As the boys’ cellphones had been taken away, Gladnick was the team’s only link to the outside world during the three-day Crucible. He kept his Twitter-feed teeming with live updates, and the parents loved it.
“I’ve noticed a huge change in the boys, (the lessons) carried over,” Gladnick said.
One of the things the Marines stressed was “Never go internal” — don’t personalize a challenge, share it with your team and look to your brothers for help.
“To me, that’s what the whole program is about; it really has nothing to do with football,” Gladnick said.
Football is secondary to what they are trying to do, he said, which is to teach the boys to be high-quality men. His players learn responsibility and accountability and the importance of a strong work ethic.
“In eight out of 10 games, we’re less athletic than the other team. In order to be successful, we have to capture all the intangible things,” he said.
Gladnick said his program is about getting the kids to play as well as they can play, to continue to raise their standards and live with the results of the games, no matter what happens. The non-football approach to playing football seems to fit for kids at Torrey Pines, he said — smart, high-character kids who learn that 11 players working as one can beat 11 great athletes.
Gladnick said this year’s squad has a lot of depth. Last year, only 11 players were over 100 pounds, but this year they have 24 over 200.
“These kids have worked so hard,” Gladnick said, noting that the staff works with them on their diets and tracks the calories they are burning.
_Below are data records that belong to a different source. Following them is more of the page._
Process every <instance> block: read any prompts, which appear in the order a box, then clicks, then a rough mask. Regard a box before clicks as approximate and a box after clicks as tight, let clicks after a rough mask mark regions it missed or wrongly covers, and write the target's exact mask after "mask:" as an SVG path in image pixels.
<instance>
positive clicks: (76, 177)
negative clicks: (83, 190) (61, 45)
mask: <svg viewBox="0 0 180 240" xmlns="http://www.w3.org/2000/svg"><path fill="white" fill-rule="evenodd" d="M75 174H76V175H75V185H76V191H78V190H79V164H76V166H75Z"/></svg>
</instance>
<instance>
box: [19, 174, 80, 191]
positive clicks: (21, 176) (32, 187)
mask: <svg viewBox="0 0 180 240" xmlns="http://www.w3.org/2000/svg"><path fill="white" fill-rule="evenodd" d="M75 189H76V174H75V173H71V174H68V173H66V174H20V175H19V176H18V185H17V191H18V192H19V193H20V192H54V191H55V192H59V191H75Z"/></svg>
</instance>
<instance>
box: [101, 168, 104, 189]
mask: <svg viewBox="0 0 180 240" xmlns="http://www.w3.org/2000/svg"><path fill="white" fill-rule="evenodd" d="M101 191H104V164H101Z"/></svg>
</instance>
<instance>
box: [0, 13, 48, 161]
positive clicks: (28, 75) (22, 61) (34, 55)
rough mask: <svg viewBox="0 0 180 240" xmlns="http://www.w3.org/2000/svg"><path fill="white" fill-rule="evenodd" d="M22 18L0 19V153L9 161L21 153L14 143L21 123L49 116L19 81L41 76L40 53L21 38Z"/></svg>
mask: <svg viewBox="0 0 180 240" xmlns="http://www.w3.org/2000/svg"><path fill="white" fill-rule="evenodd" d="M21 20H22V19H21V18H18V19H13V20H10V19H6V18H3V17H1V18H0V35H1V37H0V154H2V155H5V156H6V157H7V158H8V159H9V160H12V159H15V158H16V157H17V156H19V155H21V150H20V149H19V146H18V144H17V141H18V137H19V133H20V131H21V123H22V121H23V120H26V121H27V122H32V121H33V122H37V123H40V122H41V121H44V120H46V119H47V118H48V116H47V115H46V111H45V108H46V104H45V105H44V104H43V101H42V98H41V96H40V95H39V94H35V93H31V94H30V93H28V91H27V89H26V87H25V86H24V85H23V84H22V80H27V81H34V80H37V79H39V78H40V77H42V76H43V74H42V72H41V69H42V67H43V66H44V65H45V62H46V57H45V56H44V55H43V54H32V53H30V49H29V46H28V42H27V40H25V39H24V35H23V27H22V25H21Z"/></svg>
In the winter training months, players were burning 3,700 calories a day and in the summer, an estimated 4,600 calories a day. The team staff helped work with parents to understand what the boys need to refuel their bodies to balance what they burn.
The team has also benefited from a brand-new, top-notch weight room at the school.
“We have as fine a facility as any private school in the county,” Gladnick said.
The team has just one NCAA Division 1 player this year with senior Steve Mason, who has received a scholarship to play for San Diego State University. The defensive end is 6 feet, 7 inches, and 260 pounds.
“He’s a very gifted athlete, a rare kid who can be as good as he wants to be,” Gladnick said. “We have great hopes for him at the next level.”
He said he is grateful for the incredible support he receives from the administration, the athletic director and mostly the parents. They had a very successful golf fundraiser, and recently a “Mommy Football” event had 60 moms playing football on a Friday night, which Gladnick said was great to see.
Gladnic said he loves how high school football can bring a community together and he’s glad to see that it’s been happening in Carmel Valley.
A game that always brings out the crowd is the annual match-up with Cathedral Catholic, the “Battle for Del Mar Heights Road.” This year’s game will be held at 7 p.m. Sept. 11 at Falcon Stadium, and there will be patriotic pre-game festivities to honor the day.
The Falcons team opens its season under the Friday night lights on Aug. 28 at Steele Canyon.